Molière, le Médecin volant et la Jalousie du Barbouillé, par la gaieté licencieuse, les lazzis et les jeux de scène. Comme elles aussi, ce ne sont que des canevas que devait remplir, au hasard du moment, l’imagination de l’acteur. Une demi-douzaine de personnages y reparaissent uniformément : outre Tabarin et le capitaine Rodomont (Mondor), c’est Isabelle ou Francisquine, représentée par la femme du premier, Fristelin, valet du second, le vieux Piphagne et Lucas Joffu ou Joufflu, qui a prêté son nom comme éditeur à la publication de plusieurs des pièces bouffonnes relatives à Tabarin. C’était celui-ci qui composait lui-même ses parades et ses farces ; au besoin, il pillait sans façon le répertoire de l’Hôtel de Bourgogne, qu’il lui suffisait de modifier bien peu pour le rendre digne de ses tréteaux. Ce qui démontre encore mieux les rapports intimes qui existaient alors entre l’Hôtel de Bourgogne et le petit théâtre en plein vent de l’Ile du Palais, c’est que Gaultier Garguille épousa la fille de Tabarin, et qu’il signa, avec son compagnon Gros-Guillaume, une approbation burlesque en tête du Recueil général des rencontres et questions de son beau-père. Tabarin figurait généralement dans ses parades en pantalon large, le tabar ou manteau sur les épaules, l’épée de bois à la ceinture  ; il avait de longues moustaches, une barbe, « un trident de Neptune, » dit une pièce contemporaine, et un immense chapeau, qu’il pétrissait sans cesse entre ses doigts pour lui faire prendre mille formes bizarres ; ce chapeau fantastique faisait à lui seul une grande partie de la popularité de son maître, et il en est question dans un grand nombre de facéties du temps.
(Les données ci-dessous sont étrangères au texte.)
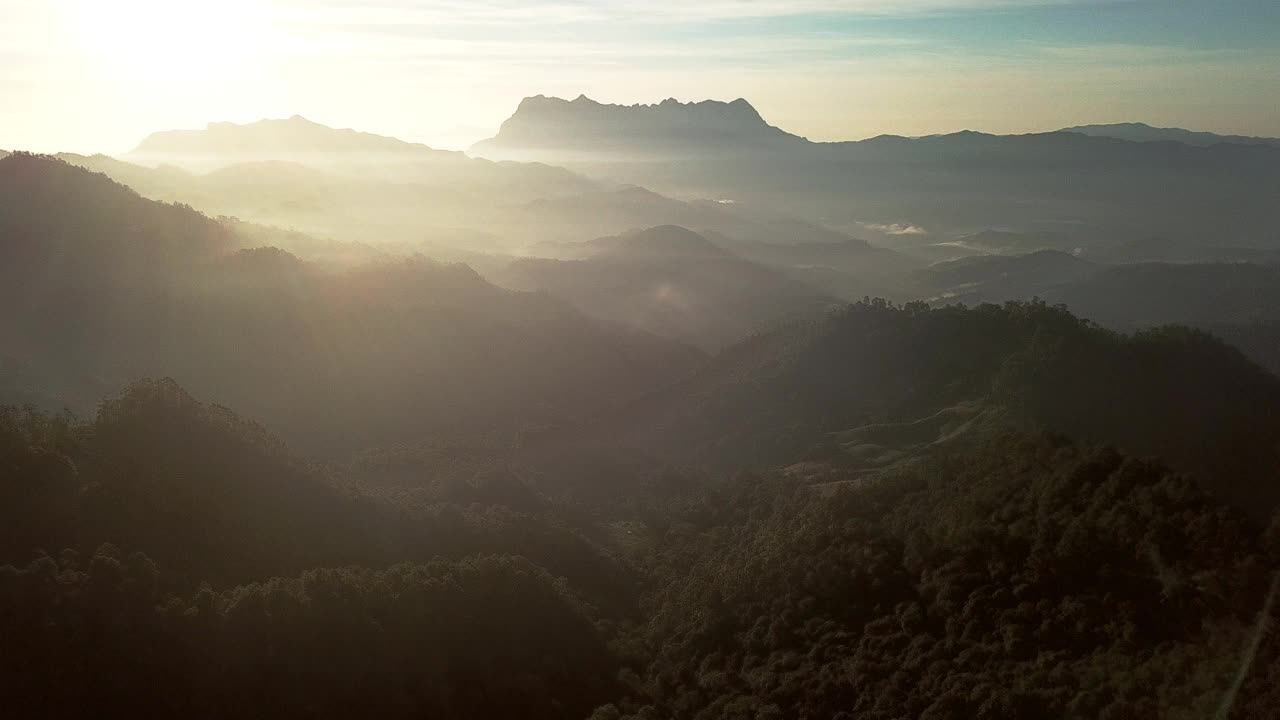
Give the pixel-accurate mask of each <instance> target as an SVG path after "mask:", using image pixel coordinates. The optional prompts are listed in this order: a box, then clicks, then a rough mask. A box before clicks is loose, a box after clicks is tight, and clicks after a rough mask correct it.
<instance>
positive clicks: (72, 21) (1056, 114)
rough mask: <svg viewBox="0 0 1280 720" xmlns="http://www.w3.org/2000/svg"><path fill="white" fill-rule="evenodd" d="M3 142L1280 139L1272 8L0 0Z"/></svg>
mask: <svg viewBox="0 0 1280 720" xmlns="http://www.w3.org/2000/svg"><path fill="white" fill-rule="evenodd" d="M0 56H3V58H5V61H4V63H3V64H0V96H4V97H6V99H8V100H9V101H8V102H6V108H5V111H4V117H3V119H0V147H3V149H6V150H36V151H73V152H108V154H119V152H124V151H128V150H131V149H132V147H133V146H134V145H136V143H137V142H140V141H141V140H142V138H143V137H145V136H146V135H148V133H151V132H156V131H163V129H179V128H202V127H205V126H206V124H207V123H210V122H221V120H229V122H237V123H246V122H252V120H257V119H261V118H287V117H291V115H294V114H298V115H303V117H306V118H308V119H311V120H315V122H319V123H323V124H326V126H332V127H351V128H356V129H360V131H365V132H374V133H379V135H388V136H394V137H399V138H403V140H408V141H413V142H424V143H426V145H431V146H434V147H444V149H462V147H466V146H467V145H470V143H471V142H475V141H476V140H481V138H484V137H488V136H492V135H493V133H494V132H495V131H497V128H498V126H499V124H500V123H502V122H503V120H504V119H506V118H507V117H509V115H511V113H512V111H515V109H516V106H517V104H518V102H520V100H521V99H522V97H525V96H530V95H550V96H559V97H566V99H573V97H576V96H577V95H580V94H581V95H586V96H589V97H591V99H594V100H596V101H600V102H617V104H626V105H631V104H636V102H643V104H649V102H658V101H662V100H664V99H667V97H676V99H678V100H682V101H696V100H704V99H714V100H732V99H735V97H745V99H748V100H749V101H750V102H751V104H753V105H754V106H755V108H756V109H758V110H759V111H760V114H762V115H763V117H764V119H765V120H767V122H769V123H771V124H774V126H778V127H781V128H783V129H786V131H788V132H792V133H796V135H801V136H806V137H809V138H812V140H859V138H864V137H872V136H877V135H883V133H891V135H905V136H918V135H933V133H946V132H955V131H960V129H975V131H983V132H995V133H1021V132H1042V131H1051V129H1057V128H1061V127H1068V126H1076V124H1091V123H1114V122H1144V123H1148V124H1152V126H1157V127H1184V128H1189V129H1197V131H1211V132H1220V133H1230V135H1258V136H1280V117H1277V114H1276V113H1275V101H1276V97H1280V72H1277V68H1280V4H1275V3H1266V1H1256V0H1233V1H1228V3H1216V4H1212V6H1206V4H1202V3H1190V1H1183V0H1176V1H1161V3H1153V1H1148V0H1059V1H1055V0H910V1H900V3H888V1H883V0H800V1H796V3H783V1H781V0H760V1H751V3H748V1H740V0H717V1H712V3H707V4H700V5H698V6H696V8H691V6H686V5H684V4H680V3H676V1H675V0H663V1H662V3H658V4H650V5H649V8H648V9H646V10H643V12H641V10H634V9H630V8H628V6H623V4H621V3H614V1H611V0H580V1H562V3H518V1H515V0H495V1H494V3H485V4H474V3H460V1H457V0H429V1H417V3H415V1H406V0H323V1H321V3H302V0H264V1H251V0H225V1H223V3H218V4H214V3H207V1H195V0H172V1H164V0H120V1H118V3H111V4H105V3H96V1H91V0H50V1H47V3H40V4H35V3H23V1H18V0H0Z"/></svg>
À partir de 1625, le nom de Tabarin cesse d’occuper au même degré l’attention publique. On sait, par l’avertissement de l’Amphitrite, tragi-comédie de Monléon, qu’il se retira vers v 1630 ([3]). Le Parlement nouveau de Daniel Martin (1637) raconte, que s’étant enrichi dans sa profession, il avait acheté une seigneurie près de Paris, et qu’il fut méchamment tué à la chasse par les gentilshommes de son voisinage. On s’étonne que cette mort d’un personnage longtemps fameux n’ait pas laissé de trace ailleurs que dans ce livre fort inconnu. Quoi qu’il en soit, il semble certain que Tabarin ne survécut pas longtemps à sa retraite, et même, d’après un passage de la Rencontre de Gaultier Garguille et de Tabarin dans l’autre monde (1634), qu’il était mort en 1633 ([4]).

Il est probable que Tabarin n’a jamais écrit lui-même, et que ses facéties ont été recueillies,

  1. (1) Quelques érudits font de Tabarin un Italien ; les frères Parfaict l’appellent Tabarini.
  2. (2) Brossette (Art poétique, notes 1 le présente comme le valet de cet empirique  : Il est probable qu’il a confondu le rôle de valet, toujours rempli par Tabarin dans les parades, avec sa position réelle vis-à-vis de Mondor.
  3. (1) Il fut remplacé par Padelle ou Padel, qui semble, d’après un passage du Testament du P. Garasse, pièce satirique publiée en 1626, avoir commencé à se faire connaître à Paris quelques années auparavant.
  4. (2) C’est la date généralement admise et la plus probable. Les frères Parfaict, dans leur Histoire de l’ancien théâtre italien, p. 88-9, le font vivre encore en 1659, sans appuyer cette assertion d’aucune preuve.